You know, I half-believe Ron Paul when he says that he is not a bigot or a racist or an anti-Semite. I half-believe him in when he says the inflammatory material that James Kirchick has uncovered in years and years of newsletters and pamphlets with his name on them was written by others without his supervision or direct permission. But what I'm nearly sure of is that he doesn't really care that much if some of the people around him are racists - not because he shares their opinions, but because he thinks those opinions aren't all that important in the grand scheme of things.
This doesn't make Ron Paul a terrible person; it just makes him human. He believes in a constellation of ideas - some of them nutty, but some of them not - that have been shunted to the fringe of American political life. And people who find themselves in that position tend to be far, far more forgiving of their allies' various tics and idiosyncracies and yes, bigotries than would otherwise be the case. It's unfortunate, but it's also human nature: If someone agrees with you and supports you when the whole world seems to be against you, of course you'll be more likely to look past their tendency to suggest that Mossad was behind the 1993 WTC bombing, or their fondness for pre-apartheid South Africa. When you're way out there on the fringe, without any obvious way to reach the mainstream, it's very easy to tell yourself that your dubious friends aren't really all that bad - and that besides, if you ever start finding your way back to the mainstream, it won't be all that hard to jettison them along the way. It's easy, as well, to start making excuses for them: If the mainstream accuses you of anti-Semitism, unfairly, because you're a principled non-interventionist who wants the U.S. to pull out of the Middle East, it's easy to find yourself making excuses for other people who get tarred (more justly) with the label. And then time goes by, the mainstream never gets any closer, you're spending all your time in a cramped and crankish and resentful world, and you hear yourself thinking hey, if these neo-Confederate guys are right about states' rights and the Constitution, then maybe they're right about race too ...


It's the most natural thing in the world. Just ask Sam Francis.

It kind of doesn't matter what he actually believes. A number of libertarians have argued that Dr. Paul is obviously not a racist because he has so many other crazy ideas that if he did hold repulsive racial views, he would have aired those too. I find this pretty unconvincing. Since my blog brought me out of the closet, pretty much everyone I know is aware that I think we should privatize Social Security, eliminate most forms of government spending, get rid of the corporate income tax, legalize heroin, etc. etc. Almost all of them think I am crazy. But they still associate with me. I myself am friends with at least one person who claims to be an actual communist, and doesn't suffer socially for it. However, if either of us started saying "You know, the real problem with America is race-mixing" that would clearly put us in an entirely different category of crazy loon: the kind you shun. Ron Paul doesn't have Tourette's syndrome; I presume he is able to discern these find distinctions as well.

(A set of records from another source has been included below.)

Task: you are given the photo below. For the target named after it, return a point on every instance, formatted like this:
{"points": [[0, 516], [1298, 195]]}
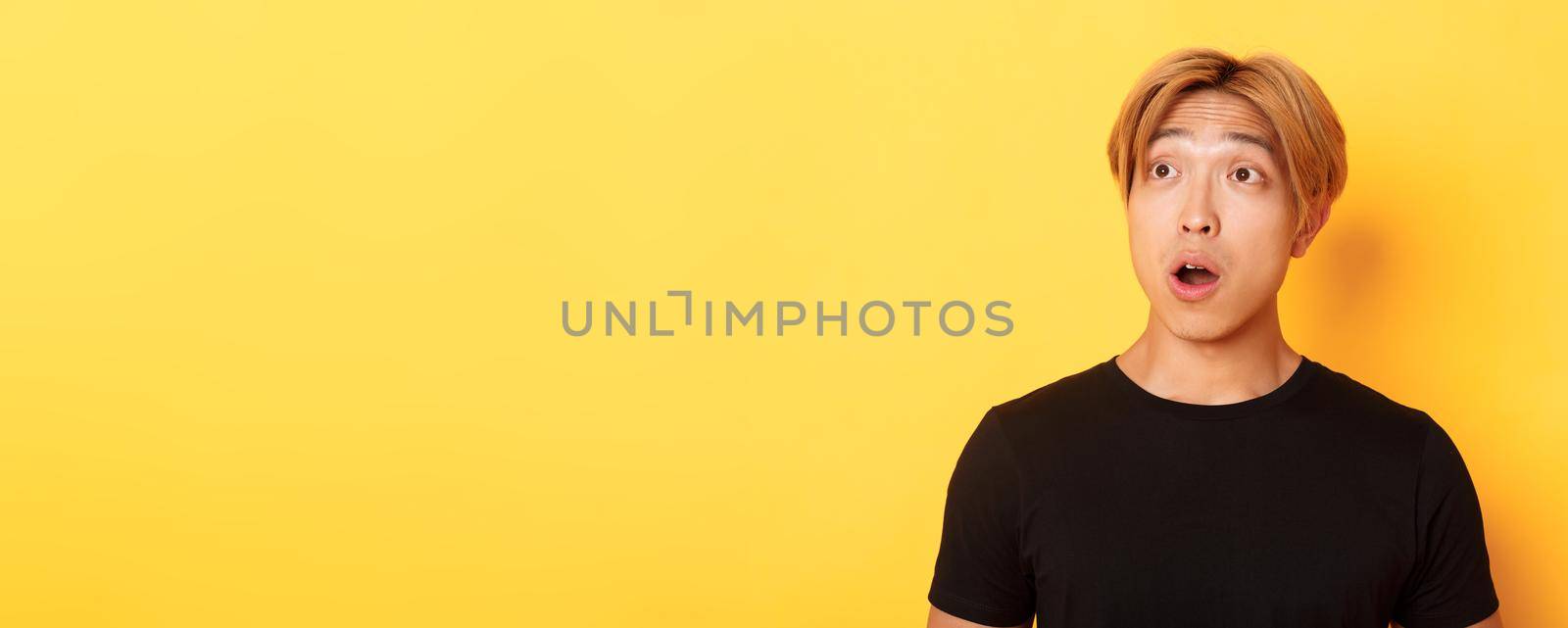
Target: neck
{"points": [[1243, 365]]}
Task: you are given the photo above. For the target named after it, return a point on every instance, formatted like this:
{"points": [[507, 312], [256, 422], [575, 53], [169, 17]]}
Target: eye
{"points": [[1162, 169]]}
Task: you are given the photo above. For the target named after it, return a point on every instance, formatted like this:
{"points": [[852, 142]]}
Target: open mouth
{"points": [[1192, 274]]}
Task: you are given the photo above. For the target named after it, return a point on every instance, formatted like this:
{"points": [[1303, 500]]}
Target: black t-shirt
{"points": [[1094, 503]]}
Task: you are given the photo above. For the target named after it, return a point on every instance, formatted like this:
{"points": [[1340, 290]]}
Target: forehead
{"points": [[1215, 117]]}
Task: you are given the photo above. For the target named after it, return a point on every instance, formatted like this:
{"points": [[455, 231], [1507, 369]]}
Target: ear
{"points": [[1316, 219]]}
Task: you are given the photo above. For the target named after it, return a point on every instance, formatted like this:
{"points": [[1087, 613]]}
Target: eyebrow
{"points": [[1235, 136]]}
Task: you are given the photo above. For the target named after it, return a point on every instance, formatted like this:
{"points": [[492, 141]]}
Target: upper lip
{"points": [[1197, 259]]}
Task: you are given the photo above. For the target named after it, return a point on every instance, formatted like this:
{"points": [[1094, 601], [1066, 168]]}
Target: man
{"points": [[1211, 475]]}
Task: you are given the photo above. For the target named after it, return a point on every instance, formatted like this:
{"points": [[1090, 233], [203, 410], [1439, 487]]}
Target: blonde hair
{"points": [[1313, 143]]}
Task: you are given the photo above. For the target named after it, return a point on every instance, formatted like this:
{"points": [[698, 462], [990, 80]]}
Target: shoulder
{"points": [[1369, 411], [1062, 400]]}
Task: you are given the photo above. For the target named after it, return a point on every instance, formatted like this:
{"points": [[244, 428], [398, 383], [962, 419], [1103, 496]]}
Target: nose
{"points": [[1197, 214]]}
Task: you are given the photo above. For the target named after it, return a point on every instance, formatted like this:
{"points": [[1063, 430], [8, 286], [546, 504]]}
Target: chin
{"points": [[1199, 327]]}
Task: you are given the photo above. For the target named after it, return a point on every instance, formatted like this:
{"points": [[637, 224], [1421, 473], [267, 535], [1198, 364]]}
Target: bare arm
{"points": [[940, 619]]}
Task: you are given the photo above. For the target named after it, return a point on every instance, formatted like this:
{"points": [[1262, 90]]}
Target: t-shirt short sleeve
{"points": [[1450, 585], [980, 575]]}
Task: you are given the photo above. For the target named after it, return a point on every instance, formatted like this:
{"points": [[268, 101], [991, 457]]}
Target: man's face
{"points": [[1207, 188]]}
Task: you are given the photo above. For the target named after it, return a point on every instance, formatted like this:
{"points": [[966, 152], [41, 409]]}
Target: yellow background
{"points": [[281, 290]]}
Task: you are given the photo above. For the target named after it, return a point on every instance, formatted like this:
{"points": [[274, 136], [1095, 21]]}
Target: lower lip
{"points": [[1189, 292]]}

But regardless of whether he believes the things he wrote, we punish people (socially) for enabling racism. Dr. Paul should be abandoned because that is how American society, and the libertarian movement, says: "Helping racists publish their nastygrams is totally legal, but it's not ok."

Incidentally, I apologize if yesterday's Ron Paul post came off as "I told you so". I'm not surprised that Ron Paul's newsletter occasionally plunged into the fever swamp to wallow in the muck, but it's not as if I knew this was coming.

And ending on a "hmmmmm" note, has anyone else noticed that the Paul supporters have completely disappeared? I have one left in my comments who was a regular reader before I ever posted on Paul. But the locust hordes are no longer descending on my comment section every time I mention the good doctor's name.